Here’s a problem for you to consider when you have the time. I’d like your opinion as to the merits of my thinking and a solution if you see one.
Here goes. You have two opposing forces, Japanese and ABDA. Each has cruisers and destroyers. One side (either one) upon viewing the other side decides that it is disadvantaged in a gunnery duel. That side (weather allowing) has a destroyer division lay smoke that covers the remainder of its force. Meanwhile it parallels the smoke laying destroyers with a division or two of destroyers within the first range band of their torpedoes.
What does the other side do? If they penetrate the smoke they are torpedo bait to the waiting enemy destroyers.

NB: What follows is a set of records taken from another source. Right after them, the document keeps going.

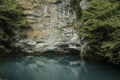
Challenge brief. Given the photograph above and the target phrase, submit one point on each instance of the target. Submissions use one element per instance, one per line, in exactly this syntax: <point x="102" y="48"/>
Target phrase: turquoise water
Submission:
<point x="56" y="68"/>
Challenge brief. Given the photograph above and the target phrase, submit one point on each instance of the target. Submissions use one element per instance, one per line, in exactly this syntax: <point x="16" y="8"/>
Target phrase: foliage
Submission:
<point x="100" y="25"/>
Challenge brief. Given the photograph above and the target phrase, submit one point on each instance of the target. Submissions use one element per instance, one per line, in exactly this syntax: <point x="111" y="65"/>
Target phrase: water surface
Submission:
<point x="56" y="68"/>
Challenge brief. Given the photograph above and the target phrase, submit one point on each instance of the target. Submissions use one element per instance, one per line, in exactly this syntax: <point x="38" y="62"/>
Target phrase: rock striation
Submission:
<point x="50" y="20"/>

I say that because with a typical TT mount (4 for IJN/RN or 3 for USN/RNN) the chance to hit without evasion is 1-9 for the IJN/RN, 1-8 for the USN and 1-6 for the RNN. Even with evasion the only navy with less than a 50% chance to hit is the Dutch. That’s long odds any way you figure it and the fact that most destroyers have two mounts makes it worse.
You know me. I look at this stuff and try to figure out an optimum tactic to use and then I look for a counter. In other words, I try and foresee scenarios and what to do immediately upon seeing them. I see how to nullify the one side’s advantage, but now how do I counter the tactic.

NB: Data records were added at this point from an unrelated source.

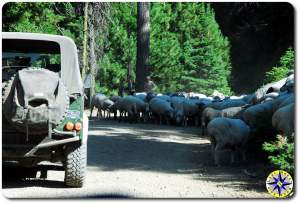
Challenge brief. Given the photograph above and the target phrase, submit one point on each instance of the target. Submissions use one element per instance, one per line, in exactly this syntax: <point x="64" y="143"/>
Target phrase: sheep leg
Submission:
<point x="216" y="155"/>
<point x="91" y="111"/>
<point x="185" y="120"/>
<point x="203" y="129"/>
<point x="196" y="121"/>
<point x="232" y="159"/>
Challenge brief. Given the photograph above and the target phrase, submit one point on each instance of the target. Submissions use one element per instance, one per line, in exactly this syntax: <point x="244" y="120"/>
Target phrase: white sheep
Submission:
<point x="162" y="109"/>
<point x="226" y="132"/>
<point x="187" y="110"/>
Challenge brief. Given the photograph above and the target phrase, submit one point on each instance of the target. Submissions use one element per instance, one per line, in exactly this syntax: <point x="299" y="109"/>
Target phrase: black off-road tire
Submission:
<point x="75" y="166"/>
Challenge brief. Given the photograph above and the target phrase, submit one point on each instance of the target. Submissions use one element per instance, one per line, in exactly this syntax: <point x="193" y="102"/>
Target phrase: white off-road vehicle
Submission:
<point x="43" y="115"/>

I realize that the ref has to take the helicopter view away from both sides when they are blanked in smoke. I guess the answer is to treat them as if it is night and require that they commit to a plan of action based on what they last saw before the smoke blinded them. I cannot see me being willing to endanger my ships at point blank torpedo range by plunging through the smoke. What do you think?